To start each week off right, Ector Middle School Principal Charles Quintela offers “Motivational Monday” with speakers from within the school and Ector County Independent School District.

The talks take place during all the lunch periods — about six times — and impact the whole student body of about 1,500 youngsters.

Coach William Iker, who gave a presentation May 7, said the teachers and administrators want to infuse a positive outlook into the students’ lives and offer ways to cope and different perspectives. It also gives campus faculty and administrators a chance to relate their own experiences to the students.

Quintela said his philosophy is that motivation is like a bath: “We need one every day.”

As a coach, Quintela said, Iker speaks to about 15 percent of the school population and Quintela wanted the rest of the students to hear what Iker had to say.

ECISD has eight campuses on improvement required status under state accountability regulations.

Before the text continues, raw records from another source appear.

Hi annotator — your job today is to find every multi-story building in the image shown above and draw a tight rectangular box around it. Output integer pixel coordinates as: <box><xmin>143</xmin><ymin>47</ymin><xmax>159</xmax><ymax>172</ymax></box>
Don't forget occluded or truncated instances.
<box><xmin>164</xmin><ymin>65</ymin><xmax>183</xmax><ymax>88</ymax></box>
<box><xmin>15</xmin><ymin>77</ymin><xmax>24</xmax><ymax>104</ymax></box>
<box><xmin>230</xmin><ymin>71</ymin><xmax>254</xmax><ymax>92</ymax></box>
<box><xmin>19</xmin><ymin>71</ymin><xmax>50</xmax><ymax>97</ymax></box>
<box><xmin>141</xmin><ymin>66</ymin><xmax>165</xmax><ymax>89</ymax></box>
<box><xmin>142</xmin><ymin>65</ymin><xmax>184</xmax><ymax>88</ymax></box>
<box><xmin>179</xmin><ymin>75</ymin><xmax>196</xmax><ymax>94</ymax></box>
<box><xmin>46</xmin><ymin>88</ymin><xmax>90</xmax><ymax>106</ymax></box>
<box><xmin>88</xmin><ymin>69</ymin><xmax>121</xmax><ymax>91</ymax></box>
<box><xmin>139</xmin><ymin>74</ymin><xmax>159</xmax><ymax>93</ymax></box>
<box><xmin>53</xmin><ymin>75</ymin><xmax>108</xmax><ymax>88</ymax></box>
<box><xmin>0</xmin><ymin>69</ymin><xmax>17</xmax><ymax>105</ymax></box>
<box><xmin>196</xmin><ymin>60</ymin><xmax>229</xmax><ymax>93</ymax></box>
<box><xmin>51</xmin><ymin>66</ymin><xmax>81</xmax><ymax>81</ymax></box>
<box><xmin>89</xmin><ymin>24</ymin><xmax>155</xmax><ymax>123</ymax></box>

Ector Middle School, Noel and Zavala elementary are in their fifth year. If the campuses don’t come off the list, they will face closure or the Texas Education Commissioner will appoint a board of managers over the whole district.

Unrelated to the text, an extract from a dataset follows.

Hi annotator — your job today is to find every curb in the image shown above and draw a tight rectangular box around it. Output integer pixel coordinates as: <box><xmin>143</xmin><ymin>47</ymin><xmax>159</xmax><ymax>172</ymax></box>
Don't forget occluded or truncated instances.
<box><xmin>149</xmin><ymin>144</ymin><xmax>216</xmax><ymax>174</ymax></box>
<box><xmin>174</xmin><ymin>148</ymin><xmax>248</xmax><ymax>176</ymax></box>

Iker said he was “going to talk to them about proving the community wrong because of the negative outlook on Ector right now.

We believe our student body has the ability to prove Ector County wrong, (that they have) the ability to go out there and exceed state standards on the STAAR,” he said. “We honestly believe that and we want our kids to believe that. We’re going to fill their heads with everything they need to hear — educational, motivational, inspirational — whatever it needs to be …”

Iker said the school is trying to make success second nature to students.

“We will show a video from YouTube, ‘Prove Them Wrong,’ then talk to them, deliver the message of ‘I can; I will; I must,’ trying to get them to internalize, to believe they can and they must be successful in life,” he said.

Seventh-graders Mikahel DeLeon, 13, and Jose Guerrero, 12, said the talks are encouraging.

“It helps me motivate myself inside the classroom to try better because whenever I try better, I get better grades. It makes my mom happy … It makes me feel like I’m bringing it out for my parents, my family,” DeLeon said.

DeLeon said the presentations also help the students see what other people went through to get where they are and how students like him can do even better.

“It’s helped me to improve in what I do because it’s just pushing me to where I need to go and where I want to go,” Guerrero said.

Quintela said he had motivational Fridays when he was at the Alternative Education Center to encourage students to leave on a good note at the end of the week and not get arrested or do drugs or “crazy stuff.”

“But here, I do it on Monday so we give them that motivation to have a great week, to be focused, be directed, to have that expectation laid out before them,” Quintela said.

He added that at first administrators were speaking to the students, but teachers are now participating.

“That makes a world of difference because they’re buying into the social-emotional component of what successful schools do. They create a culture that speaks of kids; it doesn’t speak of adults. Everything we’re trying to do is speaking to the kid, speaking of the kid and celebrating kids,” Quintela said.

Ector Middle School Coach William Iker speaks to students during lunch on Monday as part of Motivational Monday.